Review: Welcome to Hell

Welcome to HellYour aim is simple: shoot down a given number of zombies to advance to the next round. By hitting the zombies’ legs you can knock them down, which will slow them down for a while (if you don’t finish them within that time, they’ll stand up again and start running). That and performing head-shots will add money to your account which you can spend on new weapons. It’s nothing we haven’t seen before, but that’s not a criteria by which a game should be judged.

Creating a 3D shooter that works on smartphones is definitely a challenge. It’s not easy to get the graphics and sounds right, but compared to the challenge of balancing the game and creating working controls, this is nothing but a minor inconvenience and Welcome to Hell does an excellent job reminding us of that.

The good: The environments, weapons and zombies look fittingly gloomy. The dead move and crawl fluidly in a believable way, while some nice full-screen effects do a great job of enhancing the atmosphere.

Sadly, this is where the good news end: the arenas, while beautiful, are small and where they end is sometimes not completely obvious. Even more often the placement of the invisible walls seems entirely random, which makes for a lot of frustrating moments where you want to get away from a zombie only to suddenly stop dead in your tracks for no apparent reason.

Of course, in order to run away from the zombies you first have to know where they are. The game draws a CrazyTaxi-style arrow in the direction of the nearest zombie, which is a good start, but the most dangerous zombie is not necessarily the closest one: a second one to the right might suddenly start running and a third one may be behind one – maybe at a greater distance, but what good is that if that’s the direction you’re typically moving since you don’t have melee weapons, meaning that your primary goal is always to get as much distance between you and the zombies as possible?

That is, if you manage to move your character in the first place: while the movement (walking/strafing) via on-screen joystick is the most responsive part of the controls, that doesn’t mean that it reacts more than three times out of four, and a lot less often the way you wanted it to react: The area assigned to it is tiny compared to your finger, and movement is relative to the center of the area, not to where you touched down, meaning that you may run into the wrong direction until you figure out where the center of the tiny circle is.

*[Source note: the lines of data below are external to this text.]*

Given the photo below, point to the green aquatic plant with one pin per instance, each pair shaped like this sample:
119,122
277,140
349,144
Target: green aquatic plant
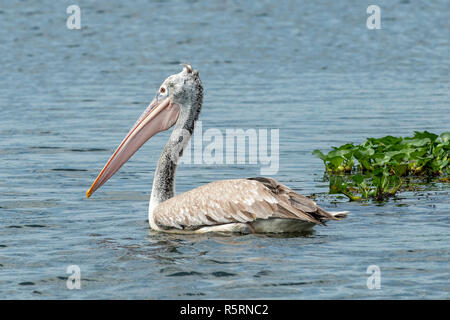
380,167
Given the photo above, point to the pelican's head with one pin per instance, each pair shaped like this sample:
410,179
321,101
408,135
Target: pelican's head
179,99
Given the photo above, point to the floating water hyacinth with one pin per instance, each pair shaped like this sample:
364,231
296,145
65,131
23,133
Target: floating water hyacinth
379,167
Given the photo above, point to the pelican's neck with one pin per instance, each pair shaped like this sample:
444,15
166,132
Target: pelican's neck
164,179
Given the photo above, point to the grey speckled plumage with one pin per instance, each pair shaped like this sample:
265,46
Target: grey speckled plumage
238,205
237,201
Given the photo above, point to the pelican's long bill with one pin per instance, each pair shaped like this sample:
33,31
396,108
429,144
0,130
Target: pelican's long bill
159,116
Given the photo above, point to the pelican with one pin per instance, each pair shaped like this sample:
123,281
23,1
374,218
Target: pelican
251,205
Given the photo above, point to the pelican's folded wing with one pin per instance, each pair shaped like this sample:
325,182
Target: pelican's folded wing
237,200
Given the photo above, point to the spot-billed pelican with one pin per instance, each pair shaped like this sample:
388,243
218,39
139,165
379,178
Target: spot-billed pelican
253,205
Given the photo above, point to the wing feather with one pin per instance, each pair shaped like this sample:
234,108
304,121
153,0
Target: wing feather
237,200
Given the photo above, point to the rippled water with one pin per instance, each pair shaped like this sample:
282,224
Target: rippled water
311,69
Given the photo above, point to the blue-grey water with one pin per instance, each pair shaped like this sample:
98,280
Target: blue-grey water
309,68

Aiming works either the same way with a second virtual joystick (with the same issues, plus multi-touch does not work meaning you can either walk or aim, not both) or by swiping across the screen to turn. The swipe system generally works, aside from the multi-touch issues, but aiming is all but impossible since there’s no support from an auto-aiming system and the turn speed is strictly linear, meaning that turning and aiming happen at the same sensitivity: While the game allows you to configure this, that really only means that you can decide for yourself if you want to be able to aim or to turn quickly enough to get away from the zombies, never both.

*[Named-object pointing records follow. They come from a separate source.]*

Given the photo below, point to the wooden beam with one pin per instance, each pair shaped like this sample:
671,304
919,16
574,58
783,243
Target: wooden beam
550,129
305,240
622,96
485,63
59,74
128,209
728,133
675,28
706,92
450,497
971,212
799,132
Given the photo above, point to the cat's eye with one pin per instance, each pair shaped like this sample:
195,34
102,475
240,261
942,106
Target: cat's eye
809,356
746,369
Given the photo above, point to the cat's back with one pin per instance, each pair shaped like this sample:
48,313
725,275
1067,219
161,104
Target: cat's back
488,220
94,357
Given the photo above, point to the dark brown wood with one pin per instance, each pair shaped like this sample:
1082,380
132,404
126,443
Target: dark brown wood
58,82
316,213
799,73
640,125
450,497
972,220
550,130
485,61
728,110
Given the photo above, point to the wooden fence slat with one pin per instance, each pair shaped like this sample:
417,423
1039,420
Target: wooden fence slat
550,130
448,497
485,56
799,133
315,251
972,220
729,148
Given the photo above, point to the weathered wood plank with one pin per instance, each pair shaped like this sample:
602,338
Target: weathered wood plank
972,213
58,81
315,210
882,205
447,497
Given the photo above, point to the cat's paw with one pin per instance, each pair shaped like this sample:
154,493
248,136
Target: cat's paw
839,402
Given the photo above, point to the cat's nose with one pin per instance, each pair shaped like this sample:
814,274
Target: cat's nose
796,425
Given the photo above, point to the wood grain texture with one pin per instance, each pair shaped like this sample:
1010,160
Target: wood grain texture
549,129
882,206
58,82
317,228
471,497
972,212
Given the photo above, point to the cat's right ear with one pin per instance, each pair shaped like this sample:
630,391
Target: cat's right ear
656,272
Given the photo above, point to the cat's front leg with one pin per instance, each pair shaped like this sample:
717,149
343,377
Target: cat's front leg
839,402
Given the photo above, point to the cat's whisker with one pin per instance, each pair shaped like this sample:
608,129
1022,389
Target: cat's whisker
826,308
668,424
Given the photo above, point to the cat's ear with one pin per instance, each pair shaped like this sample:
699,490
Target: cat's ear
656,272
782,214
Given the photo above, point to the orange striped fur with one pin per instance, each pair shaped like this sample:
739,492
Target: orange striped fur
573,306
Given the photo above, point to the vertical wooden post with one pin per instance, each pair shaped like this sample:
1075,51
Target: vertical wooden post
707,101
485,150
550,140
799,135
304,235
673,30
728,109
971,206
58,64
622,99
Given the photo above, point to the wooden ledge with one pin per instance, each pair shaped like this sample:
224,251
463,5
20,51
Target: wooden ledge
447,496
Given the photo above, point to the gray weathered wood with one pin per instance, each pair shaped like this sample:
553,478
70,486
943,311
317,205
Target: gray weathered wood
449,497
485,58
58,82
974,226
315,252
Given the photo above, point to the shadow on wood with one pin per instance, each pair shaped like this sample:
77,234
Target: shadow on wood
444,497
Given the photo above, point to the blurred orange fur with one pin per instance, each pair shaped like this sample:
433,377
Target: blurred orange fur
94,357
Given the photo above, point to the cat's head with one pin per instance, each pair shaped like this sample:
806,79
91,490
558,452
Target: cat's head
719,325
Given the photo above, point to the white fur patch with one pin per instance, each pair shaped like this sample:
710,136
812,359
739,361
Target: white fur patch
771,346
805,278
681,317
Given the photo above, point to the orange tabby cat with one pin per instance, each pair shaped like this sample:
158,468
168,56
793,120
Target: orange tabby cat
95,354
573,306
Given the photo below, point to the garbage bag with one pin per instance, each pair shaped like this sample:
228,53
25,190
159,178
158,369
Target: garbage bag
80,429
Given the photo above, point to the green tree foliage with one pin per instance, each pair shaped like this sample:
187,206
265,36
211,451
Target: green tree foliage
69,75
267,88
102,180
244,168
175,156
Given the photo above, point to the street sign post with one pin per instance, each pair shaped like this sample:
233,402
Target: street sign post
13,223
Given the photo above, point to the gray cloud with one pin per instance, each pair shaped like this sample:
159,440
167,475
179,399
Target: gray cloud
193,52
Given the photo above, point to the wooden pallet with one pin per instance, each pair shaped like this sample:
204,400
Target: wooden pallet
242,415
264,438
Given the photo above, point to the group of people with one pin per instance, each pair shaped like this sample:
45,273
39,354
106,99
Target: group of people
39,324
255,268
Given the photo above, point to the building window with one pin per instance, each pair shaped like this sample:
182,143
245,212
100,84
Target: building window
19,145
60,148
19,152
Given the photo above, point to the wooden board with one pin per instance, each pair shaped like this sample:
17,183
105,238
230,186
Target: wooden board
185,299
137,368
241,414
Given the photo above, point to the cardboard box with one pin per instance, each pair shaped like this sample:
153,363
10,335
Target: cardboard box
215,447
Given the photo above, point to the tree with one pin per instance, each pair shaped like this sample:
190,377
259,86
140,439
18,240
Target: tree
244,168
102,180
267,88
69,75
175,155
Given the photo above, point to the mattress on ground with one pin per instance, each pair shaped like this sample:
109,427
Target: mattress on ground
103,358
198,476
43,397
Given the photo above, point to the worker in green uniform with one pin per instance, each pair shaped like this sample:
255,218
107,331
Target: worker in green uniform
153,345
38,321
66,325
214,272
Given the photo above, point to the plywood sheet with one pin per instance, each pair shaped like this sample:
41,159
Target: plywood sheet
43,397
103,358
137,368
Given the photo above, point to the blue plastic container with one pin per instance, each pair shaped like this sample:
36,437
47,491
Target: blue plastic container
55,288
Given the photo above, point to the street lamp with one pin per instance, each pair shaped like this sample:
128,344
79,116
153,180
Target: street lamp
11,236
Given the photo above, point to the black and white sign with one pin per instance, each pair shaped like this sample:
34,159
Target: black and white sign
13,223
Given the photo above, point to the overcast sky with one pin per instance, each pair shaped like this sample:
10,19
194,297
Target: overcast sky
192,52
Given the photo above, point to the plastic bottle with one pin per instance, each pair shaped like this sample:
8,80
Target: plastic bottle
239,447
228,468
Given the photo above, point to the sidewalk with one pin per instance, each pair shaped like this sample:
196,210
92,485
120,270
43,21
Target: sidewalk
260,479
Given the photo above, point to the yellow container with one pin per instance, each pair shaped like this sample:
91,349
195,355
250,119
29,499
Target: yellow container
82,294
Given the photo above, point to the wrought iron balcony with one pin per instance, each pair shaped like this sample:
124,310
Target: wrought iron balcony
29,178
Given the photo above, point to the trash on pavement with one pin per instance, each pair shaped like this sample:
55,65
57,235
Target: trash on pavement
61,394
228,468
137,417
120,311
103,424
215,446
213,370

Shooting works, as usual, by hitting a ridiculously tiny button and your weapon has to be reloaded from time to time (by hitting a slightly larger button).

Eventhough this is a native mobile game, Welcome to Hell feels like a port from a system that has a joystick. As it stands, it is almost entirely unplayable unless you have some alternative way of controlling it. The situation may be slightly better on bigger phones, but such serious problems can never really go away.